PRPFT

FNLStat : Categorical and Discrete Data Analysis : PRPFT

PRPFT

Required Arguments

Performs iterative proportional fitting of a contingency table using a loglinear model.

Required Arguments

NCLVAL — Vector of length NCLVAR containing, in its i‑th element, the number of levels or categories of the i‑th classification variable. (Input)

TABLE — Vector of length NCLVAL(1) * NCLVAL (2) * … * NCLVAL(NCLVAR) containing the entries in the cells of the table to be fit. (Input)
See Comment 3 for comments on the ordering of the elements of TABLE.

NVEF — Vector of length NEF that contains the number of classification variables associated with each effect. (Input)

INDEF — Vector of length NVEF(1) + …+ NVEF(NEF) that contains, in consecutive positions, the indices of the variables that are included in each effect. (Input)
The entries in INDEF are sequenced so that the first NVEF(1) elements contain the indices of the variables in effect 1, the next NVEF(2) elements of INDEF contain the indices of the variables in effect 2, etc. See Comment 4 for an example.

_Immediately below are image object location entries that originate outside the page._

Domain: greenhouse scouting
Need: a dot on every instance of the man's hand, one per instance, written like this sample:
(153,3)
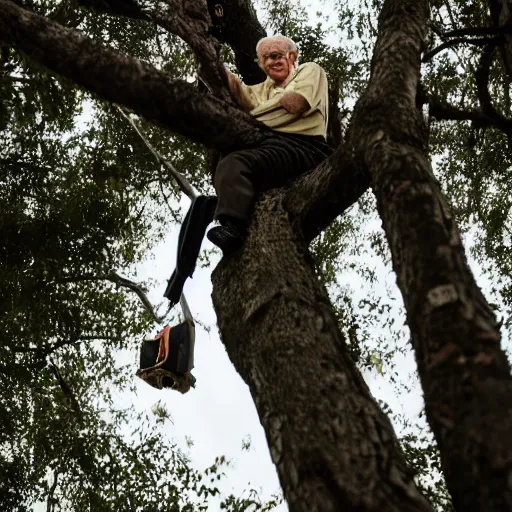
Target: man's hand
(294,103)
(236,89)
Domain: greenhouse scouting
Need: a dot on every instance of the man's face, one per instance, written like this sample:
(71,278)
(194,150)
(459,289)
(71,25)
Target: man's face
(276,59)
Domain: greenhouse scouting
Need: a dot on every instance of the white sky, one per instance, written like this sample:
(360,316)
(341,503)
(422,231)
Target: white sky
(219,414)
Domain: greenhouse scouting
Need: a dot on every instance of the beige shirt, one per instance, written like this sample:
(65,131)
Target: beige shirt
(310,81)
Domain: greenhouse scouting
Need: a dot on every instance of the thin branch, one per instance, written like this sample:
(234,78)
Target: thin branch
(460,40)
(51,492)
(479,31)
(184,185)
(123,80)
(66,389)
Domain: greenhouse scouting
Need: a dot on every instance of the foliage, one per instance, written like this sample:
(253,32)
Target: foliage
(83,197)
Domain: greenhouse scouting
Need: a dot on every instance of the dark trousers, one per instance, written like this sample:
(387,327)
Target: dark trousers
(241,175)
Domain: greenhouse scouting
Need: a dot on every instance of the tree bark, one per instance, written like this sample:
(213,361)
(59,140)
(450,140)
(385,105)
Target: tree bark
(333,447)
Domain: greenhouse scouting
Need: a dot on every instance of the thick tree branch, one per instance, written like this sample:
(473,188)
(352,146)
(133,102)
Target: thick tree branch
(129,82)
(478,31)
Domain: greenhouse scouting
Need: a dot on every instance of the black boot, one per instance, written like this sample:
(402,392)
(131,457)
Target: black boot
(229,236)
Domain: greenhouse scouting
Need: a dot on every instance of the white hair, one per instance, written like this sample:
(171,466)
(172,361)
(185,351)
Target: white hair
(292,47)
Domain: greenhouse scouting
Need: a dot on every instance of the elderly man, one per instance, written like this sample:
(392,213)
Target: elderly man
(293,102)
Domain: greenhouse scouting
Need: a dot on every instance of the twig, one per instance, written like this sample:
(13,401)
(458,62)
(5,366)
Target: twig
(185,308)
(184,185)
(479,31)
(482,83)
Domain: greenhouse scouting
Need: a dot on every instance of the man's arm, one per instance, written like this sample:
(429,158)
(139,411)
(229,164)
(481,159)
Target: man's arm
(241,98)
(294,103)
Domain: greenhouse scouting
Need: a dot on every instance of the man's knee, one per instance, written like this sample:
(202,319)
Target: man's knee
(231,171)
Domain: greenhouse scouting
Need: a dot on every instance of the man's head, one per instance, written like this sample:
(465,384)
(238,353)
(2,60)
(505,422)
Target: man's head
(277,56)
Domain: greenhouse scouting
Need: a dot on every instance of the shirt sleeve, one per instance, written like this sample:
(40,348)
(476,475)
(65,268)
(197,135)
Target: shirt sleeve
(310,82)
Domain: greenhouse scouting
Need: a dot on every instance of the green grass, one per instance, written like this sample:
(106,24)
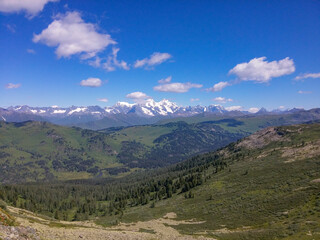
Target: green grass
(272,199)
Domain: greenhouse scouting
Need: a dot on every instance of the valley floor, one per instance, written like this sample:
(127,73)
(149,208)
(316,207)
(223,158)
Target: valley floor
(49,229)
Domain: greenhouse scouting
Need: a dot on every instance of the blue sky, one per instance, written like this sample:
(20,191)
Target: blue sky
(247,54)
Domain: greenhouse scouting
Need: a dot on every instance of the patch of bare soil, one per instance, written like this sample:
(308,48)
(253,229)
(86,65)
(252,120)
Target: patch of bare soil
(303,152)
(261,138)
(153,229)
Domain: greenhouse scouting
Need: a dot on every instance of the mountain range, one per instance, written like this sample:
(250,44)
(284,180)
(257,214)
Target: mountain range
(121,114)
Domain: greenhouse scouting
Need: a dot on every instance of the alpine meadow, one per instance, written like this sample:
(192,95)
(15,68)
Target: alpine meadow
(172,120)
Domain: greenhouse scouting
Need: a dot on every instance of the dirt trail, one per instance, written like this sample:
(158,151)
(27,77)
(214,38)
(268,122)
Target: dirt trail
(153,229)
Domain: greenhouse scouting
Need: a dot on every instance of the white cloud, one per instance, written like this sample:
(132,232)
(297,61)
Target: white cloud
(307,75)
(165,80)
(234,108)
(261,71)
(31,51)
(253,110)
(71,35)
(91,82)
(137,95)
(176,87)
(32,7)
(304,92)
(155,59)
(112,62)
(12,85)
(222,99)
(218,86)
(103,100)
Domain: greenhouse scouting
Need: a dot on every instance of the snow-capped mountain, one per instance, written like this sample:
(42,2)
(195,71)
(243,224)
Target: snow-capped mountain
(149,108)
(145,112)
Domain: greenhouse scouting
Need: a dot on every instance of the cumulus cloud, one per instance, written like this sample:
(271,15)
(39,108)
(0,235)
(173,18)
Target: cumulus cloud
(155,59)
(253,110)
(103,99)
(261,71)
(31,7)
(304,92)
(218,86)
(222,99)
(234,108)
(176,87)
(71,35)
(91,82)
(307,75)
(12,85)
(112,62)
(165,80)
(137,95)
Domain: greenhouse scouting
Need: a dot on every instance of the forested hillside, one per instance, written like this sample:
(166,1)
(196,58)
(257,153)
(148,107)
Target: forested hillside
(265,186)
(33,151)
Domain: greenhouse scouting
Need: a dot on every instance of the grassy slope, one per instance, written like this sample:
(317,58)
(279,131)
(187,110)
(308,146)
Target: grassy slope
(265,191)
(28,150)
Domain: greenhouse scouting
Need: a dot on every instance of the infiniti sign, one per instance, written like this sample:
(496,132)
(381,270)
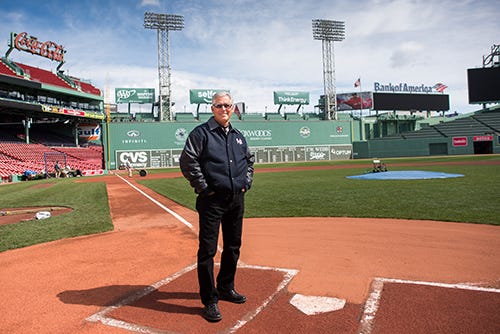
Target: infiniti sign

FIT — Vector of length NCLVAL(1) * NCLVAL(2) * … * NCLVAL(NCLVAR). (Input/Output)
On input, FIT contains the initial estimates of the cell counts. Structural zeros in the model are specified by setting the corresponding element of FIT to 0.0. All other elements of FIT must be positive. 1.0 may be used if no other estimate of the cell counts is available. See Comment 3 for the ordering of the elements of FIT. On output, FIT contains the fitted table.

Optional Arguments

NCLVAR — Number of classification variables. (Input)
Default: NCLVAR = size (NCLVAL,1).

NEF — Number of effects in the model. (Input)
A marginal table is implied by each effect in the model. Lower order effects should not be included since their inclusion is automatic (e.g., do not include effects A or B if effect AB is in the model).
Default: NEF = size (NVEF,1).

EPS — Convergence criterion. (Input)
Convergence is assumed when the maximum deviation between an observed and a fitted marginal total is less than EPS. EPS = 0.10 is a typical value.
Default: EPS = .10.

MAXIT — Maximum number of iterations. (Input)
MAXIT = 15 is a typical value.
Default: MAXIT = 30.

FORTRAN 90 Interface

Generic: CALL PRPFT (NCLVAL, TABLE, NVEF, INDEF, FIT [, …])

Specific: The specific interface names are S_PRPFT and D_PRPFT.

FORTRAN 77 Interface

Single: CALL PRPFT (NCLVAR, NCLVAL, TABLE, NEF, NVEF, INDEF, EPS, MAXIT, FIT)

Double: The double precision name is DPRPFT.

Description

Routine PRPFT uses the iterative proportional‑fitting algorithm to fit a log‑linear hierarchical model to a contingency table. Structural zeros are allowed. A hierarchical model is a factorial model in which lower‑order terms are always present. Thus, in a three‑way table with classification variable names A, B, and C, the following models are all hierarchical models.

Many other hierarchical models exist for the three‑way table. Since all hierarchical models can be completely specified by the higher‑order interactions (the lower‑order interactions will always be present), no lower‑order effects are included in model specification.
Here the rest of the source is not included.